Tranzyme is developing small molecule ghrelin agonists as first-in-class treatments for post-operative ileus (POI) and diabetic gastroparesis-serious medical conditions in which motility of the GI tract is severely impaired.
The data demonstrate that Tranzyme's proprietary ghrelin agonists are potent and selective for the human ghrelin receptor. In a rat model, these compounds stimulated significant gastric emptying in a dose-dependent manner with 100-fold greater potency than metoclopramide, a marketed prokinetic compound currently prescribed to treat gastroparesis, officials informed here.
In addition, the company's compounds exhibit a desirable pharmacokinetic profile and oral bioavailability. The data presented at this meeting were developed by Tranzyme's team led by Graeme L. Fraser, vice president, Pharmacology & Drug Discovery.
"We are very excited to have successfully advanced our programmes into preclinical development," Vipin K Garg, president & CEO for Tranzyme said adding, "We are on track to file an IND for POI by Q4 2005. We expect to initiate phase I clinical trials for this indication by the end of 2005, followed shortly thereafter by Phase I trials for diabetic gastroparesis."
POI is an impairment of GI motility that is an inevitable consequence of major abdominal and pelvic surgery (1.4 million cases per year in US). There are no FDA-approved products for POI. Diabetic gastroparesis affects type I and type II diabetics with up to 10 per cent of these patients requiring hospitalization for nausea, vomiting, abdominal pain and malnutrition. Existing medical and surgical approaches to this condition offer poor efficacy and/or severe side effects. Moreover, the two most popular products for the treatment of gastroparesis (cisapride and domperidone) have been removed from the US market due to adverse side effects.

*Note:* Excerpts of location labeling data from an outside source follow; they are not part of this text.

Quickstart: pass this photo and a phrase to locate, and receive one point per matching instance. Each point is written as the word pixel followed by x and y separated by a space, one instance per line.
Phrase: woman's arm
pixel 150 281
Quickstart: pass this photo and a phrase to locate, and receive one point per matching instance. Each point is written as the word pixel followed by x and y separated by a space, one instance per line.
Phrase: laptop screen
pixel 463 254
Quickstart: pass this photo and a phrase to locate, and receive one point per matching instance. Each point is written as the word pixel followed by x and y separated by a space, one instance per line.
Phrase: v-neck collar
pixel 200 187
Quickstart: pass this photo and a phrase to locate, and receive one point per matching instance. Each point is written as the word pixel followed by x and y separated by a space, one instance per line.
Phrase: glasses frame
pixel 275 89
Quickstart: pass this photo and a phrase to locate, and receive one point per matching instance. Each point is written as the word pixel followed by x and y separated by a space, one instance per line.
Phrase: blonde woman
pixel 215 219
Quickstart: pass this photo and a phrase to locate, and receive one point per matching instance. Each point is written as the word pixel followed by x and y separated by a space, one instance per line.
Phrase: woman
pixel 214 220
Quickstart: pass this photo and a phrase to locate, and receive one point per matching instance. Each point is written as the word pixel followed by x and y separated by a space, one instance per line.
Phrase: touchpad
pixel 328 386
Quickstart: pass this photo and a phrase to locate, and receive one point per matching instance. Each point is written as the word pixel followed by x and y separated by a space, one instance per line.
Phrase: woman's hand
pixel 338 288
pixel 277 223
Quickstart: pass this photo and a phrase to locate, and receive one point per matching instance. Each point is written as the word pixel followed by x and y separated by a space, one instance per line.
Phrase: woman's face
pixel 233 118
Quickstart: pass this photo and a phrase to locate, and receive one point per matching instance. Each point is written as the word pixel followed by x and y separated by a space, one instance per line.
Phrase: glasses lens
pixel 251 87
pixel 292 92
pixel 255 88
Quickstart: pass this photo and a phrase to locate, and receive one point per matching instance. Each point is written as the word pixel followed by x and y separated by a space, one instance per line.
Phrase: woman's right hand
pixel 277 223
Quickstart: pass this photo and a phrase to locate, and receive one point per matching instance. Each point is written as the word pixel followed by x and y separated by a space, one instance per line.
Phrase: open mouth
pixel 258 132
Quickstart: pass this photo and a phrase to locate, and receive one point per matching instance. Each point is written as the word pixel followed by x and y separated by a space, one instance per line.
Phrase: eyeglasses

Ghrelin is the most potent endogenous peptide known to stimulate gastric motility. Recent independent clinical studies have clearly demonstrated that infused ghrelin peptide potently stimulates gastric emptying in both human volunteers and diabetic gastroparesis patients. However, the ghrelin peptide has limited utility as a therapeutic product for GI indications due to its brief pharmacokinetic half-life and poor oral bioavailability.

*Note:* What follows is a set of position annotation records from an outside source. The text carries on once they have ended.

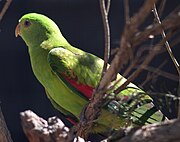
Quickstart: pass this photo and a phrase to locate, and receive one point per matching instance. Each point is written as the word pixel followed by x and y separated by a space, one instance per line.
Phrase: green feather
pixel 51 56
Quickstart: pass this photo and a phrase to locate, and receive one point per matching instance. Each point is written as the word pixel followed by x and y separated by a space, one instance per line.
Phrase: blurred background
pixel 81 24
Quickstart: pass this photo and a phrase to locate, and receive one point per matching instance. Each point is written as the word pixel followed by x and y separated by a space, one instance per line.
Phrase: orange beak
pixel 17 30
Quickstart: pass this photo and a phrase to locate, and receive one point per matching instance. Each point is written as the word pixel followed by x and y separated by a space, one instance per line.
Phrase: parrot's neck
pixel 39 63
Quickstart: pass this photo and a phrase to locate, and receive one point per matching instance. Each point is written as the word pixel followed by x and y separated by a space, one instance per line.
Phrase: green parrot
pixel 69 76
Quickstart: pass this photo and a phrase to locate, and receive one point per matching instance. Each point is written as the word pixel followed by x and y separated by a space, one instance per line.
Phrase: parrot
pixel 70 75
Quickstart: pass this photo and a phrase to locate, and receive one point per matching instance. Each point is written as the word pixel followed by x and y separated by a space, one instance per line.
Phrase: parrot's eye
pixel 27 23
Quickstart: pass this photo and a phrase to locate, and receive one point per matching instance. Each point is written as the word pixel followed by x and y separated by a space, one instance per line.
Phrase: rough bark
pixel 54 130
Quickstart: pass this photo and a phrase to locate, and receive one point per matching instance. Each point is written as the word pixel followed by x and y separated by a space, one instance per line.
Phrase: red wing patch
pixel 85 89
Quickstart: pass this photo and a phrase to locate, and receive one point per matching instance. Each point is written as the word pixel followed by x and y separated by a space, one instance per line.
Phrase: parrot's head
pixel 36 28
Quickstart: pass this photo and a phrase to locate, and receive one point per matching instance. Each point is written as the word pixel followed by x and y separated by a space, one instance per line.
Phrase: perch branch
pixel 176 64
pixel 39 130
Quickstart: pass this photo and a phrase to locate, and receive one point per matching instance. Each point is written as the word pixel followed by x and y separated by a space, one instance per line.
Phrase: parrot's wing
pixel 81 72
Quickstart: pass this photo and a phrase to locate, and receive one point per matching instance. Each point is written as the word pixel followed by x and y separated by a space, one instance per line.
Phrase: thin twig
pixel 104 14
pixel 169 51
pixel 6 6
pixel 126 11
pixel 108 6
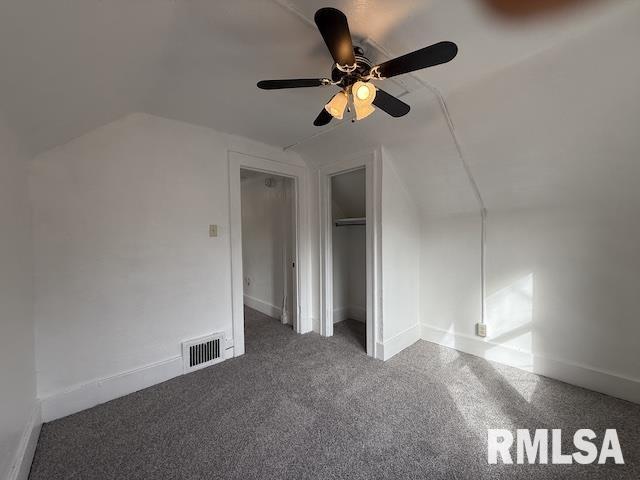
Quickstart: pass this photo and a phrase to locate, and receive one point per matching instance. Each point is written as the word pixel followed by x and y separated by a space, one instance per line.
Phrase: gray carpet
pixel 297 407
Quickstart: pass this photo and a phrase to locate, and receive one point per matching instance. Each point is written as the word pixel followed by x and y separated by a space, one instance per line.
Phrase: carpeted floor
pixel 298 407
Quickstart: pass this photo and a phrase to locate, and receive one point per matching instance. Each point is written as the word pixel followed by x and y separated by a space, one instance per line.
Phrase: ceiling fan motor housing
pixel 363 66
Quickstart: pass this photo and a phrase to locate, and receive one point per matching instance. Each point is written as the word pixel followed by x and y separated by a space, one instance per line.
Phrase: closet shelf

Tranzyme is developing novel orally bio-available, small molecule therapeutics for the treatment of gastrointestinal (GI) diseases. The company's candidate drugs originate from its own discovery pipeline of proprietary compounds with high affinity for validated and druggable targets in the GI tract. It is developing mechanism-based therapeutics for post-operative ileus, diabetic gastroparesis, irritable bowel syndrome (diarrhoea-type) and functional dyspepsia and is on track to enter the clinic with its first product by the end of 2005.